City of Chicago Alderman from the 36th Ward
- In office October 6, 2009 – May 16, 2011
- Preceded by: William Banks
- Succeeded by: Nicholas Sposato

Personal details
- Party: Democratic

= John Rice (alderman) =

American politician

John Rice (c. 1968 – May 30, 2015) was an American politician. He was alderman of the City of Chicago, representing the 36th ward on the city's far northwest side, from 2009 to 2011.

==Political career==
Rice was a member of the 36th Ward Regular Democratic Organization, one of Alderman William Banks' (36th) political action committees.

==Career in government==
Rice worked for the Cook County Highway Department from 1991 to 1997. Rice had worked for the City of Chicago since October 1, 1997. Rice worked as a city zoning inspector from 1997 to 2005. Rice was a long-time employee of the Chicago City Council with a title of "Assistant to the Alderman," working as a driver to Banks.
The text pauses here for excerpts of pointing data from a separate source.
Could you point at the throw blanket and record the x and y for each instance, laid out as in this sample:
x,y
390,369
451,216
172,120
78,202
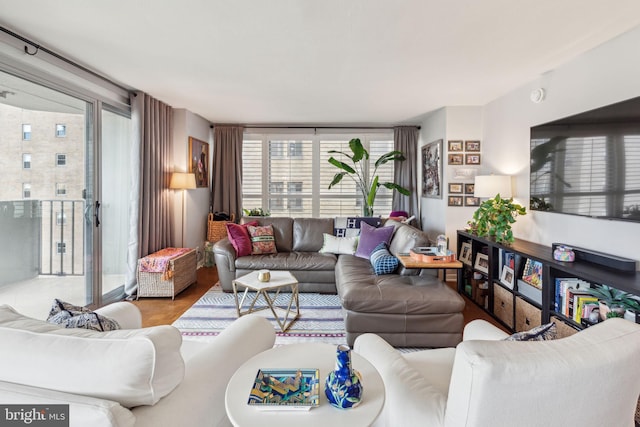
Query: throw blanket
x,y
158,262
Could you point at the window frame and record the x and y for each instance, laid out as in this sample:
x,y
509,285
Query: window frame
x,y
317,193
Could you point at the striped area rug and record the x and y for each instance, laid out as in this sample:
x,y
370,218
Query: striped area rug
x,y
320,320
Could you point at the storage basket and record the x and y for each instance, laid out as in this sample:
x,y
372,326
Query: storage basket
x,y
216,230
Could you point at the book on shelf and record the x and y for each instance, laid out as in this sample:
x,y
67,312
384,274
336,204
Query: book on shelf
x,y
285,389
532,273
565,291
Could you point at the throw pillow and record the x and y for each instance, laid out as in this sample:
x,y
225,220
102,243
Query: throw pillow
x,y
239,237
73,316
339,245
382,261
262,240
539,333
370,237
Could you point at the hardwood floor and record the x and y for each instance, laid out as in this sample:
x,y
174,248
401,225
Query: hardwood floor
x,y
164,311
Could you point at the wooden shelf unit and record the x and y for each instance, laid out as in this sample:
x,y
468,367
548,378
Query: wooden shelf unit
x,y
518,311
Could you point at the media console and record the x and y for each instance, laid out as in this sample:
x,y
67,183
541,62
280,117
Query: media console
x,y
521,304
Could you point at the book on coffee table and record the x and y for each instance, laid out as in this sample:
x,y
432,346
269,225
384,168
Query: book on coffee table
x,y
285,389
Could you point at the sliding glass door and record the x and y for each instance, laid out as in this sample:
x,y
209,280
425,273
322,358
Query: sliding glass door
x,y
50,211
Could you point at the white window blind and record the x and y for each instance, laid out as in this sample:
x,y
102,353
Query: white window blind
x,y
290,176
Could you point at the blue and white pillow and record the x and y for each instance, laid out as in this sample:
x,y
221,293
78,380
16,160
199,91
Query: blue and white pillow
x,y
382,261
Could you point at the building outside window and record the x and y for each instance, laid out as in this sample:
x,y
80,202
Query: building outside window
x,y
61,190
61,218
26,132
26,190
61,131
26,161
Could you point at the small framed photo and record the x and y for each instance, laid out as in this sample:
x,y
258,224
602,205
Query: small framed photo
x,y
455,200
465,253
472,159
506,278
482,263
455,188
473,146
455,145
471,201
456,159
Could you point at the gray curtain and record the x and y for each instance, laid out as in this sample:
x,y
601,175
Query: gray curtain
x,y
227,170
150,217
405,139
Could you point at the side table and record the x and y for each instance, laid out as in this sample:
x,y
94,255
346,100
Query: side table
x,y
279,280
301,356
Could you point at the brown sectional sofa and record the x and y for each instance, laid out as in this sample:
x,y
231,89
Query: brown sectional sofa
x,y
407,308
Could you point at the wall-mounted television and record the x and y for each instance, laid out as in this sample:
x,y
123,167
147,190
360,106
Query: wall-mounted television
x,y
589,164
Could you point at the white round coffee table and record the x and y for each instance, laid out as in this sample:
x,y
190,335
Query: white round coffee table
x,y
294,356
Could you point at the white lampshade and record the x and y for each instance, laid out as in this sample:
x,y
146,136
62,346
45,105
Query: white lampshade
x,y
182,181
491,185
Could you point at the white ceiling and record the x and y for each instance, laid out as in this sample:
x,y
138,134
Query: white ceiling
x,y
324,61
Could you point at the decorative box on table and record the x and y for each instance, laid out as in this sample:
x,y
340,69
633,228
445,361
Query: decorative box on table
x,y
167,272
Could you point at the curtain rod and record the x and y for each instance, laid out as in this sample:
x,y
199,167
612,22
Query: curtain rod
x,y
319,127
57,56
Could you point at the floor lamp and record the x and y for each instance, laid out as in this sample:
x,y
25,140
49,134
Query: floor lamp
x,y
182,181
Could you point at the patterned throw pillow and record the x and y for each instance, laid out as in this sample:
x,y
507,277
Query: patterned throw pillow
x,y
239,237
339,245
382,261
262,240
539,333
370,237
72,316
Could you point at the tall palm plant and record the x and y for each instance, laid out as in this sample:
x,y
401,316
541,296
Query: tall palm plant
x,y
368,184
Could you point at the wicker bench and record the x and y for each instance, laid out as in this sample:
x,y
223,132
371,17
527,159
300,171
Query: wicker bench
x,y
180,272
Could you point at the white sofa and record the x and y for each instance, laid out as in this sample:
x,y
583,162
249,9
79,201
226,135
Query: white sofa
x,y
131,377
589,379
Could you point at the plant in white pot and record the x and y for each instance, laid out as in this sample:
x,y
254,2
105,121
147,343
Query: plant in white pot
x,y
358,171
614,302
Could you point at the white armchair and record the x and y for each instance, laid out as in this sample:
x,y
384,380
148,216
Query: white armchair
x,y
589,379
99,374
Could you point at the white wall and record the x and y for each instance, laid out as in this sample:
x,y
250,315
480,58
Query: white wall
x,y
186,124
605,75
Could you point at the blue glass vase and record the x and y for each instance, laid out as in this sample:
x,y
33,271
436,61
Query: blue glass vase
x,y
343,386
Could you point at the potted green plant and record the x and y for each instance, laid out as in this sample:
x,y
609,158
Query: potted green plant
x,y
613,302
494,217
367,183
256,212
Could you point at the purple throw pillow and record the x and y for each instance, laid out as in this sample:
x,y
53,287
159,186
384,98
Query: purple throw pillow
x,y
370,237
239,237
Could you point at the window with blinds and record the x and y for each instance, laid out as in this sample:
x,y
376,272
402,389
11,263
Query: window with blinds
x,y
290,176
592,175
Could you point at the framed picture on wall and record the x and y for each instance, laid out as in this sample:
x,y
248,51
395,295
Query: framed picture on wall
x,y
472,159
472,146
455,187
199,161
432,170
471,201
455,145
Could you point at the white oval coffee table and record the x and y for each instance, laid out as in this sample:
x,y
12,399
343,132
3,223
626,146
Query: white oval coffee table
x,y
294,356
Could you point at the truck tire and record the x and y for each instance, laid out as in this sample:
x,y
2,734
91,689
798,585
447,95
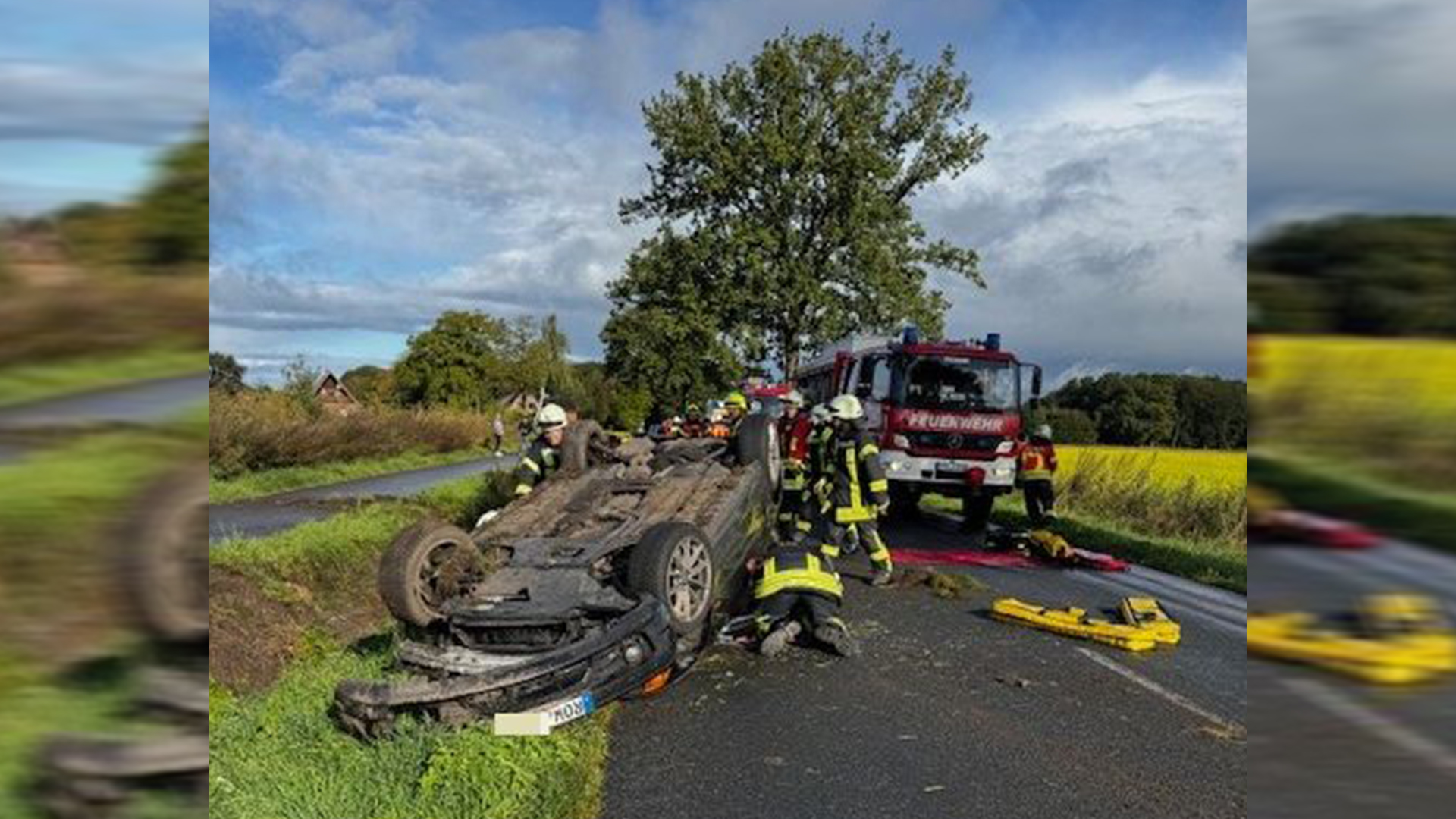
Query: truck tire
x,y
165,557
905,502
425,566
674,564
976,516
758,442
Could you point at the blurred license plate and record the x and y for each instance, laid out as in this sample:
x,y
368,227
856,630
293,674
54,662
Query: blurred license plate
x,y
574,708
==Appointment to City Council==
In late April, 2009, Banks announced his intention to retire from City Council. Banks asked Mayor Richard M. Daley to appoint Rice as his replacement.

===Rice organizes retirement party for Banks===

While Rice was under consideration by Daley for appointment as alderman, Rice organized a $200-a-ticket retirement party for Banks at a Rosemont restaurant. Rice sent out invitations instructing those purchasing tickets to "make checks payable to William J. P. Banks (Memo -- Retirement Party)" and mail the checks to Rice's house. Days after a report in the Chicago Tribune, the party was cancelled.
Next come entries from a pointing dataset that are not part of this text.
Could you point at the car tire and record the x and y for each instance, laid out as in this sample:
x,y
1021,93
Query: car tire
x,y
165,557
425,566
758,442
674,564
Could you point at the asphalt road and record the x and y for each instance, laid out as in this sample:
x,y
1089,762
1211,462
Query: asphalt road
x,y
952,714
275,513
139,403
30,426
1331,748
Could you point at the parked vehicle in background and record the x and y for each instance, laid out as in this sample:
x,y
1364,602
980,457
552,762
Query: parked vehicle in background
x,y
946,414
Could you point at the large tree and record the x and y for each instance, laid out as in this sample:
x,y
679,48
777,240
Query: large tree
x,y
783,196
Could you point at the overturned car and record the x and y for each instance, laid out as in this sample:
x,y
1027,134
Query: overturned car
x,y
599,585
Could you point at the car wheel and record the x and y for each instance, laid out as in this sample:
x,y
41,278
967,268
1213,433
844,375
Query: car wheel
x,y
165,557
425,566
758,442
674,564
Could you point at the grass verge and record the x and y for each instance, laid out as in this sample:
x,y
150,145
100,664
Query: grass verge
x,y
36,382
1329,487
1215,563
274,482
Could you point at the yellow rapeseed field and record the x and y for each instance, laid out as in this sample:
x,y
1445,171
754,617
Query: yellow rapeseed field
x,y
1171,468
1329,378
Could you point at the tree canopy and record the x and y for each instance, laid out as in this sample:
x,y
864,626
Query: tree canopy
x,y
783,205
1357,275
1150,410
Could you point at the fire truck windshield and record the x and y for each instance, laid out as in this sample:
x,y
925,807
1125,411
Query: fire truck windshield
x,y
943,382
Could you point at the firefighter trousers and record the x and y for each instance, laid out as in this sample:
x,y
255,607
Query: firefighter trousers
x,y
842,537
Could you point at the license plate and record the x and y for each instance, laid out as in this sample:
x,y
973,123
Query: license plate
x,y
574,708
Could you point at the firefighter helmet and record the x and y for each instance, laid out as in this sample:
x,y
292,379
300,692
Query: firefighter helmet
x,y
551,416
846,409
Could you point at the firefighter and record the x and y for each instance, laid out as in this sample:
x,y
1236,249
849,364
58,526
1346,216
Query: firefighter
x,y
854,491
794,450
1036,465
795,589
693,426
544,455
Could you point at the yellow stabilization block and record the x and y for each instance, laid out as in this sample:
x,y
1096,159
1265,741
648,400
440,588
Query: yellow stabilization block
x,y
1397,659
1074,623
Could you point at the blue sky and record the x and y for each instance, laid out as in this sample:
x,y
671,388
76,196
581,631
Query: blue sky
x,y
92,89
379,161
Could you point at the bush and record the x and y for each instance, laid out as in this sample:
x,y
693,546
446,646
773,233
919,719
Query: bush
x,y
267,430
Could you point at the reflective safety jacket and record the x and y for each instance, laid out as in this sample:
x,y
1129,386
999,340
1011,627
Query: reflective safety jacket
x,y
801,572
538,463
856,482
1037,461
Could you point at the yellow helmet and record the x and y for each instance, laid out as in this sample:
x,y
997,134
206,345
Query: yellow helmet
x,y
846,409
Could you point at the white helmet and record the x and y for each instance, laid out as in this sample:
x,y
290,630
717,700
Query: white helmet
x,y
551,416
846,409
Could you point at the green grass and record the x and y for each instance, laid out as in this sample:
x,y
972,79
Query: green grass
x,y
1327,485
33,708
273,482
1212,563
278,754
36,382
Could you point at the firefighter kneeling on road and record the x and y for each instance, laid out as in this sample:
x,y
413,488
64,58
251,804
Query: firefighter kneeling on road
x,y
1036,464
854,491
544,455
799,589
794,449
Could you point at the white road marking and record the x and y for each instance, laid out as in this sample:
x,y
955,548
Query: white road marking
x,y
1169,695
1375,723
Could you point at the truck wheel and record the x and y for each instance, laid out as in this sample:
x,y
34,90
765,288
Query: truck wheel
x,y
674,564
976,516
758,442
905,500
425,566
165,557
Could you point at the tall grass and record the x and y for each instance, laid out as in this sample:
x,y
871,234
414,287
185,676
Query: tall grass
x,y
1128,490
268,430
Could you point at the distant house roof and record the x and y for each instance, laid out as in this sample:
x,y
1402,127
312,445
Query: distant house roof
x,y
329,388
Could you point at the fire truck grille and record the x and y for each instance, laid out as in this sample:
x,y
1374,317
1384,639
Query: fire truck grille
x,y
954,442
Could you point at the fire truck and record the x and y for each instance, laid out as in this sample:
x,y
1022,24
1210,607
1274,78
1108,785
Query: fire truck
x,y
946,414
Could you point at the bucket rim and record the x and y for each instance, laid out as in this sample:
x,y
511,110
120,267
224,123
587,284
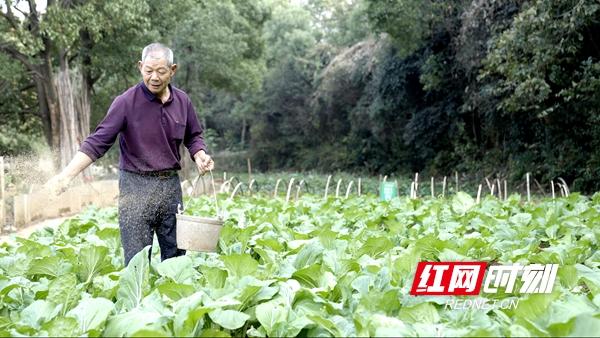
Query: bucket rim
x,y
198,219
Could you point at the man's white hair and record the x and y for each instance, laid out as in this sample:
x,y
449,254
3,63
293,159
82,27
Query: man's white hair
x,y
158,49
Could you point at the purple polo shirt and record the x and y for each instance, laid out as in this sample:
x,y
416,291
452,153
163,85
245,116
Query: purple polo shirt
x,y
150,131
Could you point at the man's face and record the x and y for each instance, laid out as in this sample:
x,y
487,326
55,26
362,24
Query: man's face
x,y
156,73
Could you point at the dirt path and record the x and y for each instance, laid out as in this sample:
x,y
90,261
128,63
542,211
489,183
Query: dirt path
x,y
27,231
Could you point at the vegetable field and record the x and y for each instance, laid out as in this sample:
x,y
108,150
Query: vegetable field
x,y
311,267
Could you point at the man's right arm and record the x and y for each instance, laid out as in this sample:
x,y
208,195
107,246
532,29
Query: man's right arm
x,y
94,147
98,143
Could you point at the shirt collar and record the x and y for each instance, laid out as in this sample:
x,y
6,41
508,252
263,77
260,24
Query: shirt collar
x,y
151,96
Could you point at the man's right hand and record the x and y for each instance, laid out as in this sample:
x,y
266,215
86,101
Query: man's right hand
x,y
57,184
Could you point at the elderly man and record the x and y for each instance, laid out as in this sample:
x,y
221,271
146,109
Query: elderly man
x,y
152,119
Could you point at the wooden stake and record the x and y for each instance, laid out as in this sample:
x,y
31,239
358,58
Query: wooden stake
x,y
287,196
416,184
456,178
444,187
237,186
337,189
249,170
251,185
359,186
2,215
276,187
327,186
489,184
348,189
499,188
300,185
565,186
528,189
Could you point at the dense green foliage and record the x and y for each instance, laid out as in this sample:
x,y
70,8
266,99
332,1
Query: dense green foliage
x,y
497,88
314,267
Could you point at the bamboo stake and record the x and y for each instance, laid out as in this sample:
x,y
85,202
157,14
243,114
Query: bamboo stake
x,y
488,183
456,178
348,189
287,196
499,188
300,185
251,185
337,189
276,187
237,186
2,215
528,189
327,186
249,170
562,190
566,187
444,187
416,184
359,186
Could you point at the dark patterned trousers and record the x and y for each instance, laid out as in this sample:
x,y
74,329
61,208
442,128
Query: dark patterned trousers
x,y
148,204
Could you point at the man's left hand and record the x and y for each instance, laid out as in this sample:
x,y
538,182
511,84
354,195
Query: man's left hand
x,y
204,162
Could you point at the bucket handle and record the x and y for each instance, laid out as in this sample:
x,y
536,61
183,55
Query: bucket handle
x,y
212,179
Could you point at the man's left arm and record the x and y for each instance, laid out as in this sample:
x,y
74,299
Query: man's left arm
x,y
194,141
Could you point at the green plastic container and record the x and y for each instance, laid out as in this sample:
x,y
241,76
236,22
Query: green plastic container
x,y
388,190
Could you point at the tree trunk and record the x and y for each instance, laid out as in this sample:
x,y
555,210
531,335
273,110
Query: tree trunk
x,y
74,111
243,143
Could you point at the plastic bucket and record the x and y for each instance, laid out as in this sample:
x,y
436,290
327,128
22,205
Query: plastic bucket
x,y
198,233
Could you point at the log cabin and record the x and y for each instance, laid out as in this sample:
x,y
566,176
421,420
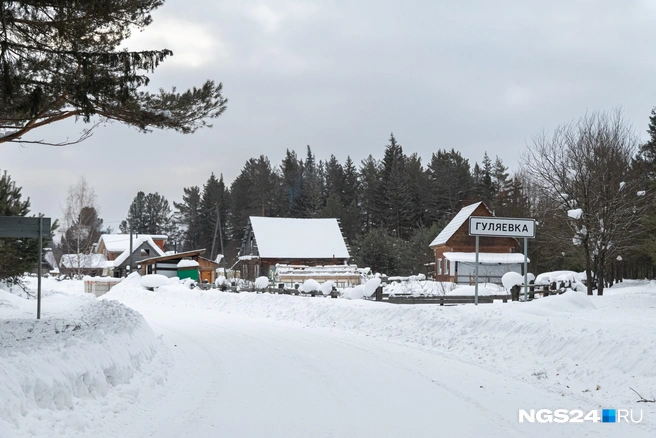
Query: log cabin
x,y
455,251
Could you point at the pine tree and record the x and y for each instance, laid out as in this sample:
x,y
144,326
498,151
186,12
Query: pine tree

===Appointment, confirmation, and swearing-in===
Daley announced the appointment of Rice, then 41, as the new 36th Ward alderman on Tuesday, October 6, 2009. The City Council unanimously approved the appointment the next day, Wednesday, October 7, 2009, and Daley swore in Rice. The appointment of Rice drew criticism from some in the local media. After Rice took office, he voted consistently in support of Mayor Daley's positions.
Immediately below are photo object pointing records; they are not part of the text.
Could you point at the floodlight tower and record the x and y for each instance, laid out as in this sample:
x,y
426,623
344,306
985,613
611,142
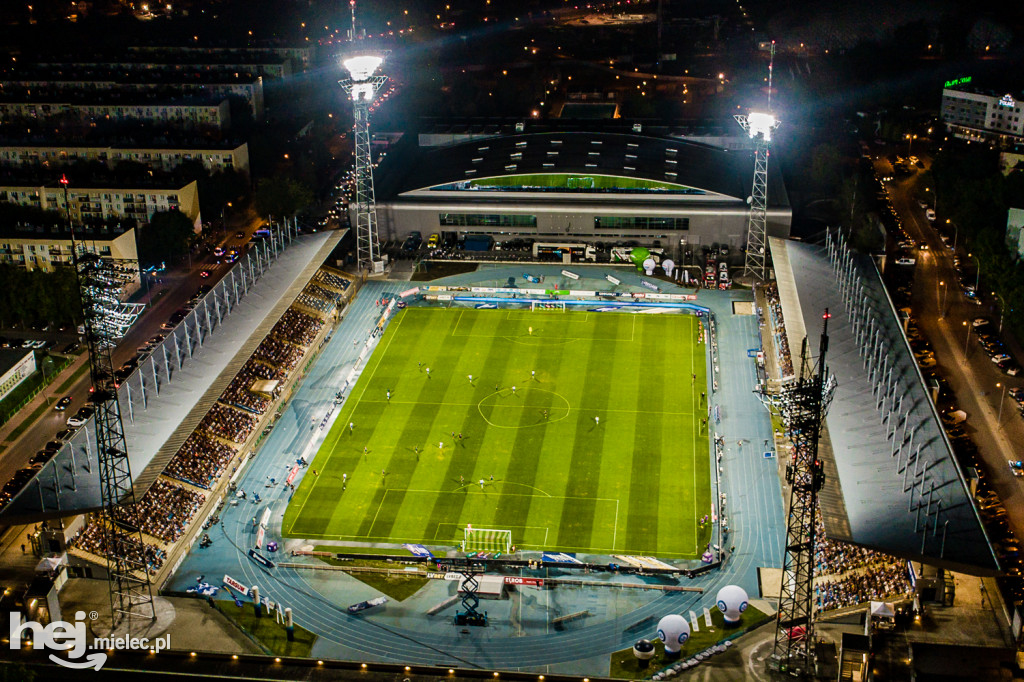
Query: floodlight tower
x,y
127,573
803,407
361,86
760,127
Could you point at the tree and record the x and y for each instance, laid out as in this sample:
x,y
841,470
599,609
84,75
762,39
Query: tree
x,y
282,196
166,238
826,168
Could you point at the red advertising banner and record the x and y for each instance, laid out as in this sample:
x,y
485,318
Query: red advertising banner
x,y
235,585
532,582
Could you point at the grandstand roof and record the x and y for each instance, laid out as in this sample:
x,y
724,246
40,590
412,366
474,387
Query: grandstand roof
x,y
668,167
869,497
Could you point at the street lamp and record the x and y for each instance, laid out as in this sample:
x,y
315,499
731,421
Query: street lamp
x,y
909,141
1003,309
1003,398
223,219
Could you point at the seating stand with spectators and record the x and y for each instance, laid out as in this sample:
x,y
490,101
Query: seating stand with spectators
x,y
196,477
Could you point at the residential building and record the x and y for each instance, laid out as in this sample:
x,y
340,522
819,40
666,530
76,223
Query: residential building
x,y
185,114
107,78
16,365
47,246
108,202
230,156
983,117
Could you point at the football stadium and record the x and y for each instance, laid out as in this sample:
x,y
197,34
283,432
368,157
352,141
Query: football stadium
x,y
571,431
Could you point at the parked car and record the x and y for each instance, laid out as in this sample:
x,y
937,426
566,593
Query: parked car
x,y
1010,368
79,419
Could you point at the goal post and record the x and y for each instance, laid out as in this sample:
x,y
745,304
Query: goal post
x,y
486,540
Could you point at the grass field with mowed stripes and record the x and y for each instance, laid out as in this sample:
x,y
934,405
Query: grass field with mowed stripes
x,y
598,449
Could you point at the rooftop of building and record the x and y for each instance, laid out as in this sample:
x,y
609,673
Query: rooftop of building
x,y
11,356
130,138
31,222
114,73
163,97
507,126
163,55
901,494
596,162
90,176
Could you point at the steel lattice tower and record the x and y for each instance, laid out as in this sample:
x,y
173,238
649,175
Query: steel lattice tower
x,y
803,407
361,86
759,127
128,578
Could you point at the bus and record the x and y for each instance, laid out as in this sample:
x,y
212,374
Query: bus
x,y
565,253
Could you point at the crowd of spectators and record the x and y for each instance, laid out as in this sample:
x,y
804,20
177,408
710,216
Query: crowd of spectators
x,y
297,328
835,557
778,331
883,582
846,574
279,353
91,539
332,280
228,423
238,393
166,510
314,302
200,460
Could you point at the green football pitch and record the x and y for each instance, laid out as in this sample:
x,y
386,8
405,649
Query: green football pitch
x,y
579,432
On April 5, 2011, Chicago firefighter Nick Sposato defeated Rice with 56% of the vote, 5,629 to 4,378. "It's a sad day for the people of the 36th Ward, because the people have no idea what they just did to themselves," Rice said.

== Post-aldermanic career ==

On November 21, 2011, Rice applied for and, on the same day, started a newly created, $84,420-a-year position as a deputy director of traffic safety with the Illinois Department of Transportation in the James R. Thompson Center across the street from Chicago City Hall. The opening was never posted.

Rice died at his home in River Grove on May 30, 2015.